The extension covers paid listings on MSN Search in the United States and United Kingdom, the two companies said. Seattle-based Microsoft and Pasadena, CA-based Overture might also extend the distribution deals they have on MSN sites in eight international markets.


The agreement comes as Microsoft overhauls its search strategy, with an eye to catching up with MSN rivals Google and Yahoo. Many industry watchers expect Microsoft to eventually follow the lead of Google and Yahoo and own all components of search, from algorithmic to paid listings. The future of the MSN-Overture deal was put in doubt this July, when Yahoo inked a deal to buy Overture for $1.6 billion. For now, however, Microsoft said it is intent to keep Overture as a partner.


"Both Overture and MSN are committed to offering advertisers great opportunities via online search advertising, and this extension is an example of our commitment," said MSN spokeswoman Malina Bragg.


Overture provides keyword advertising matched to search queries, with advertisers paying each time an ad is clicked. More than 100,000 advertisers use Overture, bidding on keywords relating to their businesses.
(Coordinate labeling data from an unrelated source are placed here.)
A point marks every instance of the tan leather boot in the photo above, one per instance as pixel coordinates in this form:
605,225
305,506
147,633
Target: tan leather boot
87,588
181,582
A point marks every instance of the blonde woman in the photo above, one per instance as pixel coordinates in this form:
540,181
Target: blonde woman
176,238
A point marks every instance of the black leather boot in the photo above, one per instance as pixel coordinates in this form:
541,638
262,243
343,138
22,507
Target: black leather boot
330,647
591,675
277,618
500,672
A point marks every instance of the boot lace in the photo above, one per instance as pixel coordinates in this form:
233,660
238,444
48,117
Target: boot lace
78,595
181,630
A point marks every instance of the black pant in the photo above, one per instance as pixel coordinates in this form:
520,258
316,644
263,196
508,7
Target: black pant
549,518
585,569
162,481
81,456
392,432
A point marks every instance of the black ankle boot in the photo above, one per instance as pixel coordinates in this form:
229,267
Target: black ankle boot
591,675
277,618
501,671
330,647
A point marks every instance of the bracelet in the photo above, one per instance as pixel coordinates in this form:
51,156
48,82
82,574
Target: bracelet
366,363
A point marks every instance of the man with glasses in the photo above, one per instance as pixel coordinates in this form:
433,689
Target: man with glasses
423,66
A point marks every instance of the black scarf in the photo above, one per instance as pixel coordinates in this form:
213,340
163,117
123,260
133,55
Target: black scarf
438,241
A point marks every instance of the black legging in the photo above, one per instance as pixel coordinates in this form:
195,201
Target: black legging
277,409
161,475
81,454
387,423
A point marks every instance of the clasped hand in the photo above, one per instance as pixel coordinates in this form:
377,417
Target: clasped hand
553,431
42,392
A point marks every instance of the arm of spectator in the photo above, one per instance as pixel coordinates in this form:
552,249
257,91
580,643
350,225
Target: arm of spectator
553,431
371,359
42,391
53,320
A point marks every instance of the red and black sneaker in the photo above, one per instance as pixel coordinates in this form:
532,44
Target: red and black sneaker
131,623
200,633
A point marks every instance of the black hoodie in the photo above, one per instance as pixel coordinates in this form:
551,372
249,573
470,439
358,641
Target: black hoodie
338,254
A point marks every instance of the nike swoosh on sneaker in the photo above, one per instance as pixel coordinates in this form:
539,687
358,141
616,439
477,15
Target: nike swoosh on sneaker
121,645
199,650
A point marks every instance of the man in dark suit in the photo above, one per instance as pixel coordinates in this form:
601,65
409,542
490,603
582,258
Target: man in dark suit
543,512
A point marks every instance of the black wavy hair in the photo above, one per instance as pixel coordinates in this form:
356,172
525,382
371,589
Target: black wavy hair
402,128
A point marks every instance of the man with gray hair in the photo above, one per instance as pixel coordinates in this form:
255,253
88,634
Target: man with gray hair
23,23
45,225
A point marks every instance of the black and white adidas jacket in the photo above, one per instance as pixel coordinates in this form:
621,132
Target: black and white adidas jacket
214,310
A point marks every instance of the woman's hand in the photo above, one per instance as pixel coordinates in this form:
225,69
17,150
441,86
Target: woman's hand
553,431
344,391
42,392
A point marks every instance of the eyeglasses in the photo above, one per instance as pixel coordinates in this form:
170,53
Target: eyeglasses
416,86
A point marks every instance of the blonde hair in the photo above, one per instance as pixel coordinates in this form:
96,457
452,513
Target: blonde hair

Under terms of the original MSN deal, it is believed Microsoft receives about two-thirds of the revenue generated from clicks on the Overture listings.
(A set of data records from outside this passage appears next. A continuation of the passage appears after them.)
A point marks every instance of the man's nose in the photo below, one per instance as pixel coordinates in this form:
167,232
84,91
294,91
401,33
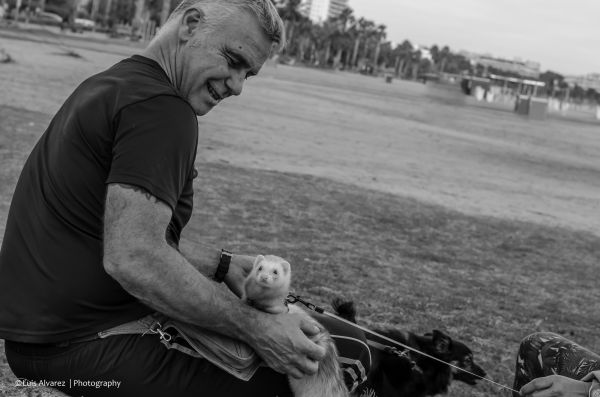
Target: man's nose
235,83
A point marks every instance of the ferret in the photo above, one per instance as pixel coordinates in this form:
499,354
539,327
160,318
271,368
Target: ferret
266,288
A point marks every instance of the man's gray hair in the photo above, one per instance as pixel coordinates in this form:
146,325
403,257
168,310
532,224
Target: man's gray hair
264,10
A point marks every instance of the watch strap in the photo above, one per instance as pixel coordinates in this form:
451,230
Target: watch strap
223,266
594,389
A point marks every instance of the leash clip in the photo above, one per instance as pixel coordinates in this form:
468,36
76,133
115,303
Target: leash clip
156,328
291,298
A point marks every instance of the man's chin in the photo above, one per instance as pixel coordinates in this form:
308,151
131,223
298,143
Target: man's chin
201,108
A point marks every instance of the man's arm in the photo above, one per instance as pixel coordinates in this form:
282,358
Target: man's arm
205,261
137,255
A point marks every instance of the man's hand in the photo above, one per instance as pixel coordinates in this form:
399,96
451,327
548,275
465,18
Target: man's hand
555,386
281,341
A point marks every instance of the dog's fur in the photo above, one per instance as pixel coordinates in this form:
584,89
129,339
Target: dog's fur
409,374
266,288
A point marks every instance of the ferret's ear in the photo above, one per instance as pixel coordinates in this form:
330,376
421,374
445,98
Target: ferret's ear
286,267
258,259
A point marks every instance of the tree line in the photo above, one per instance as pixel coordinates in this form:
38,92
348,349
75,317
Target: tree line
343,42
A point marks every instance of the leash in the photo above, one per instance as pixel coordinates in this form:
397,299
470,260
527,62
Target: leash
291,298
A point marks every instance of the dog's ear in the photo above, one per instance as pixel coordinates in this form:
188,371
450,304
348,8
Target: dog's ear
442,343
With rising competition from Google and Yahoo in the lucrative search market, Microsoft has devoted considerable resources to improving its algorithmic search. Last week, it dropped longtime search partner LookSmart, which provided a layer of directory listings from companies that paid to have their Web pages crawled.


Danny Sullivan, editor of industry newsletter Search Engine Watch, predicted Microsoft would eventually drop Overture from MSN's search results.
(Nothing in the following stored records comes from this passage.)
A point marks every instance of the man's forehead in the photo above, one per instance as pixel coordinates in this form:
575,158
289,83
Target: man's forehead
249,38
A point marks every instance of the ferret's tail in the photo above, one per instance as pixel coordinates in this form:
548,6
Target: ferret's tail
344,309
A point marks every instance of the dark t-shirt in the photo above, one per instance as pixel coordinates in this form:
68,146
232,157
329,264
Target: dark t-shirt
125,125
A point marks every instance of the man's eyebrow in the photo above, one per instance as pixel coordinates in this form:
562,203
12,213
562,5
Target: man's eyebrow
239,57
"They have said it's important for them to own one portion," of search, he said. "If you're going to own one part, it seems to make sense to own both parts."


Bragg said MSN plans to "evolve and develop" its "featured sites" program, which offers advertisers placement in result sets. The agreement does not allow MSN to use another third-party paid listings provider, according to Overture.


The extension was a reflection of the difficulty of implementing a large-scale paid search program, since Microsoft would probably rather not rely on a direct competitor for a key part of MSN's business, Sullivan said.


"A lot of people thought Yahoo would roll out its own" paid listings, he said. "The reality was that they ended up buying Overture. Doing paid listings is very complicated, very hard."